Prisonniers de Beckett : Fin de partie
Cinéma

Prisonniers de Beckett : Fin de partie

Avec son documentaire Prisonniers de Beckett, Michka Saäl profite d’un fait divers plutôt insolite pour sonder les rêves de ceux qu’on emprisonne. Rencontre avec la réalisatrice.

Au milieu des années 80, en Suède, le directeur de la prison de Kumla invite l’acteur Jan Jonson à venir faire du théâtre pour ses jeunes détenus. Après une première rencontre réussie, on décide de poursuivre l’expérience en montant En attendant Godot, de Beckett. Au bout de quelques mois de répétition, cinq jeunes prisonniers de Kumla, tous des étrangers dans la vingtaine, présentent, derrière les barreaux, le premier acte de la pièce de Beckett devant un parterre d’invités conquis. De ce succès, naît l’idée d’une tournée. Réticences, hésitations… on accepte enfin. Au début, tout se passe bien. Puis, coup de théâtre! À quelques heures de la première à Göteborg, les prisonniers/acteurs prennent le large…

Cette histoire singulière, Michka Saäl l’a entendue il y a trois ans de la bouche même de Jonson, rencontré par hasard en Suède alors qu’ils tentaient tous les deux de fuir un garden party. "Il m’a raconté son histoire pendant deux heures, se souvient la cinéaste. Je n’ai pas tout de suite pensé en faire un film. Mais quand l’idée s’est concrétisée, Jan s’est montré méfiant. Il faut dire qu’il a vécu une expérience de fiction très malheureuse en Suède relativement à cet événement. J’ai dû lui démontrer que j’aimais Beckett et que je connaissais très bien son œuvre. Pourtant, ça ne suffisait pas, il me répétait: "Why, but why?" Puis un jour, je lui ai dit: "It’s because of you", parce que les belles histoires arrivent à ceux qui savent les raconter. Alors il a dit: "Oh yes, okay, let’s go, baby!""

La construction du film de Michka Saäl est complexe mais toujours fluide, notamment grâce à un montage qui parvient à traduire finement la force poétique des mots et à créer un suspense: "Je voulais tisser le récit de façon à ce qu’on perde pied entre présent et passé, fiction et imaginaire, documentaire et théâtre. J’aime les films où je suis surprise, questionnée."

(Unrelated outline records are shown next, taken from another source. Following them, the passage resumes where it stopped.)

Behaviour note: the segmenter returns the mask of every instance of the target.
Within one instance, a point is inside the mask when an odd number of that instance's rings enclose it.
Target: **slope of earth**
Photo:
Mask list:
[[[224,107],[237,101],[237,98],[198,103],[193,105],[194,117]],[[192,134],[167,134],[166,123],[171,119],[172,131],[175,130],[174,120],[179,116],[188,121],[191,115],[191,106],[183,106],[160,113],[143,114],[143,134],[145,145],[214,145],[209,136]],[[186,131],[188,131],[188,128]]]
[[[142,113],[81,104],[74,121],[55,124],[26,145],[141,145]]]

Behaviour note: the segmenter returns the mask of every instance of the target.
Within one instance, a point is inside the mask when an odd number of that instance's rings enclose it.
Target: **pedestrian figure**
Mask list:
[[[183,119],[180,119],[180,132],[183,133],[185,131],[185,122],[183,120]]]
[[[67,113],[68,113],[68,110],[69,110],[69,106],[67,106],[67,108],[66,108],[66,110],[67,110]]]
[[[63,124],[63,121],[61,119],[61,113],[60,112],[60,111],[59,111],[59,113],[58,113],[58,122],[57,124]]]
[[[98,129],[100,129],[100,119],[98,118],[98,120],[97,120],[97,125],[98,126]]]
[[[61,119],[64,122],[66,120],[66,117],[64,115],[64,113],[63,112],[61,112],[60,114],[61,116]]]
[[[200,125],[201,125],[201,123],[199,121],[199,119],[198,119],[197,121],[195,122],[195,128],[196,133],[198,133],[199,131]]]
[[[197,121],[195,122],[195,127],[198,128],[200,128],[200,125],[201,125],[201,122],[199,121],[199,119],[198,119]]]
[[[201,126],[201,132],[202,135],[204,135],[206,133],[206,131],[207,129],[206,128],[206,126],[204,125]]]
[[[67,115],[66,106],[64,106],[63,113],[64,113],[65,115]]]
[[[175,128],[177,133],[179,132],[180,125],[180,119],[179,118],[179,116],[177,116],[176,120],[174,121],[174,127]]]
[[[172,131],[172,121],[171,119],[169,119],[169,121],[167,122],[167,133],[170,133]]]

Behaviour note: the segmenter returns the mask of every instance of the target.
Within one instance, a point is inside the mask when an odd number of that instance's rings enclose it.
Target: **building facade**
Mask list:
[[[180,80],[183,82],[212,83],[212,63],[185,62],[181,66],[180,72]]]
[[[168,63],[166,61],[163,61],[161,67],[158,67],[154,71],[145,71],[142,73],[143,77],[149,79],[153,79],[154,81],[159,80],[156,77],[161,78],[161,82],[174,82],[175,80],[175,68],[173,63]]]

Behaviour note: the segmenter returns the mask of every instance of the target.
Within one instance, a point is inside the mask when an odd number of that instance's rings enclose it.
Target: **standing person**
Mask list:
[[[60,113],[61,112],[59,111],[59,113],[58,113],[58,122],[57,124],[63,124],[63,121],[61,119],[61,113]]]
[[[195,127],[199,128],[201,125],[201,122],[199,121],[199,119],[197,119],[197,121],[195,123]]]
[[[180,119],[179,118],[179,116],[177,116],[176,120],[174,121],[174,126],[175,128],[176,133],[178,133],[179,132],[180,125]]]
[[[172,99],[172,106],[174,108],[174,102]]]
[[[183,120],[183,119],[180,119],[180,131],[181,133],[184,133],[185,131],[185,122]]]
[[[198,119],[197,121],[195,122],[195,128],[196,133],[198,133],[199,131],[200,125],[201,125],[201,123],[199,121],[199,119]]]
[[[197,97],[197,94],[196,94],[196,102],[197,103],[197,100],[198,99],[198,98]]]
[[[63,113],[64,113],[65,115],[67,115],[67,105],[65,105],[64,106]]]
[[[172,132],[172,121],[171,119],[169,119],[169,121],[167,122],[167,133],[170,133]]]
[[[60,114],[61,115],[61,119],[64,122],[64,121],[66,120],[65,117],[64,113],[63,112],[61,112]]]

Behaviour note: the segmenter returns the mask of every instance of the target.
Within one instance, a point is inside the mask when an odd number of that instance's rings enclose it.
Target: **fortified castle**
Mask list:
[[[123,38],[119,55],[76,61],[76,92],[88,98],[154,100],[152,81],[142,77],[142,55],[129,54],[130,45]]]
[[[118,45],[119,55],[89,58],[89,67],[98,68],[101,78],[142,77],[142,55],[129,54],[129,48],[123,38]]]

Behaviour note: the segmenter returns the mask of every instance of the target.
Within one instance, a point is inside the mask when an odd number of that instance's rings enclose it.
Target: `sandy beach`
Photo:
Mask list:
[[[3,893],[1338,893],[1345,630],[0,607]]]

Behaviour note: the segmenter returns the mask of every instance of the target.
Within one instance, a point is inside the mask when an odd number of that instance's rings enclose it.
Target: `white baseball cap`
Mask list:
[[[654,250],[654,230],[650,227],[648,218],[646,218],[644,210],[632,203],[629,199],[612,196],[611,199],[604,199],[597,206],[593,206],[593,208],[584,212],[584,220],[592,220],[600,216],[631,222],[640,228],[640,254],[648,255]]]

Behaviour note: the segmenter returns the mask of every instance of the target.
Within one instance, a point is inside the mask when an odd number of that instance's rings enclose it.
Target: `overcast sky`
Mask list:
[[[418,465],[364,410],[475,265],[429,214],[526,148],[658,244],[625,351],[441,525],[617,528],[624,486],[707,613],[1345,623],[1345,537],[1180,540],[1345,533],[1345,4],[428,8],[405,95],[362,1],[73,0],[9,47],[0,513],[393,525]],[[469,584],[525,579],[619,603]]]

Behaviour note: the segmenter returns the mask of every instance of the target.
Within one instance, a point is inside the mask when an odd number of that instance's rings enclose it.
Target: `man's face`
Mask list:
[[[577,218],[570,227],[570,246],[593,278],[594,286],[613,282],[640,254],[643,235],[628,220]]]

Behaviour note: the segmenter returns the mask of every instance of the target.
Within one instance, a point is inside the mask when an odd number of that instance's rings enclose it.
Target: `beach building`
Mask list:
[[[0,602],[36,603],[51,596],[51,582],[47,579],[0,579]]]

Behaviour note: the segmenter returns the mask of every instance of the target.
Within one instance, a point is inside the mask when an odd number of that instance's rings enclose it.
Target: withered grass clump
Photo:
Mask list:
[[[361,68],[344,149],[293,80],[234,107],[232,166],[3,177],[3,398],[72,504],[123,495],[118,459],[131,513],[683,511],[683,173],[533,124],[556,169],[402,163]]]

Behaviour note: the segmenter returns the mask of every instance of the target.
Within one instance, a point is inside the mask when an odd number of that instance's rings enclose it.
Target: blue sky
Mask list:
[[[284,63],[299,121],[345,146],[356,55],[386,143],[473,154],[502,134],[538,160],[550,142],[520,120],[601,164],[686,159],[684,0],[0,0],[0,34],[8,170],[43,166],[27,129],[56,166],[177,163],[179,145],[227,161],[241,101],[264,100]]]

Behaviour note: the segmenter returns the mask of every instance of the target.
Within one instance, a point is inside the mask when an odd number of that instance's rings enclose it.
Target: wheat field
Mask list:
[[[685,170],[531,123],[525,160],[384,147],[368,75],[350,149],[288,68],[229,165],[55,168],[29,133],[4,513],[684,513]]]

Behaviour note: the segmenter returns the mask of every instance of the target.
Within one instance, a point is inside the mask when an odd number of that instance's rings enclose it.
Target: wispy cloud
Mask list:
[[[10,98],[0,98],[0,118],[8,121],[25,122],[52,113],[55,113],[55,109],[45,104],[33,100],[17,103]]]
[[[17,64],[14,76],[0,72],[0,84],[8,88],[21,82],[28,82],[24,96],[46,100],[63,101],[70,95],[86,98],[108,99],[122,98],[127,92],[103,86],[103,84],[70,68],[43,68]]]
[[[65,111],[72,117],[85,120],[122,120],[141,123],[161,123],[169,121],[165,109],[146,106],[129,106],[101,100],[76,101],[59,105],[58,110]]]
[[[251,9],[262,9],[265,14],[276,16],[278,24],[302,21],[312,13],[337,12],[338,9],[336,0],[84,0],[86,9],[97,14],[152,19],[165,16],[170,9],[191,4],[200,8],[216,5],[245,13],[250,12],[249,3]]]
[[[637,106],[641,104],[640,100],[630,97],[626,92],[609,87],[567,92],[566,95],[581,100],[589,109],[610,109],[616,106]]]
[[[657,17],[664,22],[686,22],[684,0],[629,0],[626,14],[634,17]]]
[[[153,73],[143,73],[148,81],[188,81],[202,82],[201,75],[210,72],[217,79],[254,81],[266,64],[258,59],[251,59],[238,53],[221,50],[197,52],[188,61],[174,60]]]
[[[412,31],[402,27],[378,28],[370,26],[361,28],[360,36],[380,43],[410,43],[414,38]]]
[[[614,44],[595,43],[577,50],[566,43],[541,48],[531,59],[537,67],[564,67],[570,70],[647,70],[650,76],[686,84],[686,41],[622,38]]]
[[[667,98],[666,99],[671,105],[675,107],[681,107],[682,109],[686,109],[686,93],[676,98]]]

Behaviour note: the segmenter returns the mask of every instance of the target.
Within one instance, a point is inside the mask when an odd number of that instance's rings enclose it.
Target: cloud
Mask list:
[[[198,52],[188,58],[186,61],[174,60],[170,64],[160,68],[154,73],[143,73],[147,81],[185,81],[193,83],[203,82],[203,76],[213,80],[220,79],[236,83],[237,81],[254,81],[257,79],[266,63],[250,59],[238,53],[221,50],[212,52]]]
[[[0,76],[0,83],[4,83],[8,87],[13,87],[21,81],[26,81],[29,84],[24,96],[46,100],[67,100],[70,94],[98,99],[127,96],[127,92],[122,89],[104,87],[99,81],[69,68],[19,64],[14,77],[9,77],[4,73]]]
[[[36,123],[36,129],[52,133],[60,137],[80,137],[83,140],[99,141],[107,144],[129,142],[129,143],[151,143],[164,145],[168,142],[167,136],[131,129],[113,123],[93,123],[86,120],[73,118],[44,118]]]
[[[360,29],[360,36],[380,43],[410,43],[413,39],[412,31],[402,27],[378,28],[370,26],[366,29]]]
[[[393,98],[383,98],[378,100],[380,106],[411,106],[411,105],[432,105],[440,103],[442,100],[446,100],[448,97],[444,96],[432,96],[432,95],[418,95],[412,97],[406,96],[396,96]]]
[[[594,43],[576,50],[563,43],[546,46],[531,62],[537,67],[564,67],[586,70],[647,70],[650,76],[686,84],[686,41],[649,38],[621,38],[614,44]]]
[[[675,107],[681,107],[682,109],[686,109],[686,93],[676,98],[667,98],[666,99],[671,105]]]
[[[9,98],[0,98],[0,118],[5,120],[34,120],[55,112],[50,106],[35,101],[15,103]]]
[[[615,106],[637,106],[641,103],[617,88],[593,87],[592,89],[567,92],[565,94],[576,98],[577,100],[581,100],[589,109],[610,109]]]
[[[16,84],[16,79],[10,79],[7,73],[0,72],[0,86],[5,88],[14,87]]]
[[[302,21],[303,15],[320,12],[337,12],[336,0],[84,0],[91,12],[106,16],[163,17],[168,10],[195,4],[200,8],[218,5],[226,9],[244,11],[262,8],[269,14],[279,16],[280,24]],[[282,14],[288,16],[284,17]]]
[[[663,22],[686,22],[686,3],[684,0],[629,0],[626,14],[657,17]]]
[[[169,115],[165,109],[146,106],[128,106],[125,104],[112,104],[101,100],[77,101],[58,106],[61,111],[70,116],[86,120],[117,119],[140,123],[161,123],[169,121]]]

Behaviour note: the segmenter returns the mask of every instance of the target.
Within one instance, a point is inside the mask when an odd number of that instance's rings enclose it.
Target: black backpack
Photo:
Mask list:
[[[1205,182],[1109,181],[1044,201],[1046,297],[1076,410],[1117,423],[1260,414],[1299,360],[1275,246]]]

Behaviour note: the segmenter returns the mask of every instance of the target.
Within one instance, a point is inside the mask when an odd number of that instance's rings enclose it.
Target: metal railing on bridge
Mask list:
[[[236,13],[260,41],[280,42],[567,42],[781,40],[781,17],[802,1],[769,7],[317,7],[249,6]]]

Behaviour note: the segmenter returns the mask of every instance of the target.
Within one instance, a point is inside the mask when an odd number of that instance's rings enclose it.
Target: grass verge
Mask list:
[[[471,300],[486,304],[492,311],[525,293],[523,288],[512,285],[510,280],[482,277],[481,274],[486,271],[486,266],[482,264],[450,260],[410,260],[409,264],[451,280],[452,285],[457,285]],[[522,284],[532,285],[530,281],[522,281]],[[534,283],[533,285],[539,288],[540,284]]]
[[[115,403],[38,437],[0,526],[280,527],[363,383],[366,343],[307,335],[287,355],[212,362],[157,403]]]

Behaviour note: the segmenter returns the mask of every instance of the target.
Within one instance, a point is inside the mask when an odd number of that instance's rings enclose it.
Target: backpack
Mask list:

Comme un puzzle (le terme est de Saäl), le récit s’élabore à l’aide de petits détails qui s’ajoutent progressivement et qui forment finalement un tout. Les pièces, ici, proviennent d’époques et d’origines différentes: des extraits vidéo des répétitions à Kumla tournés par le cinéaste Jösta Hagelbäck en 1985, des extraits tournés par Saäl sur support film du one man show de Jonson qui raconte, avec verve et émotion, cette expérience. Le film est complété par les témoignages de deux de ces ex-détenus/fugitifs, retrouvés par Saäl et aujourd’hui libres, qui racontent à quel point En attendant Godot était pour eux beaucoup plus qu’un texte théâtral. "It’s not a play, it’s my fucking diary", dira d’ailleurs l’un des détenus. "D’une certaine façon, ce texte les a touchés, les a rendus plus vulnérables, leur a enlevé une carapace. Personne n’est sorti indemne de cette aventure, y compris Beckett."

Le documentaire de Michka Saäl est aussi une réflexion sur la faute et la rédemption (par respect, le film demeure pudique quant à la nature des crimes commis par les protagonistes). En filigrane, la réalisatrice s’interroge sur le système carcéral et sur la déshumanisation qu’il provoque, alors qu’en principe, il est censé réhabiliter. "S’ils se sont échappés, c’est en raison du manque d’humanisme et du mépris qu’ils ont vécu en prison."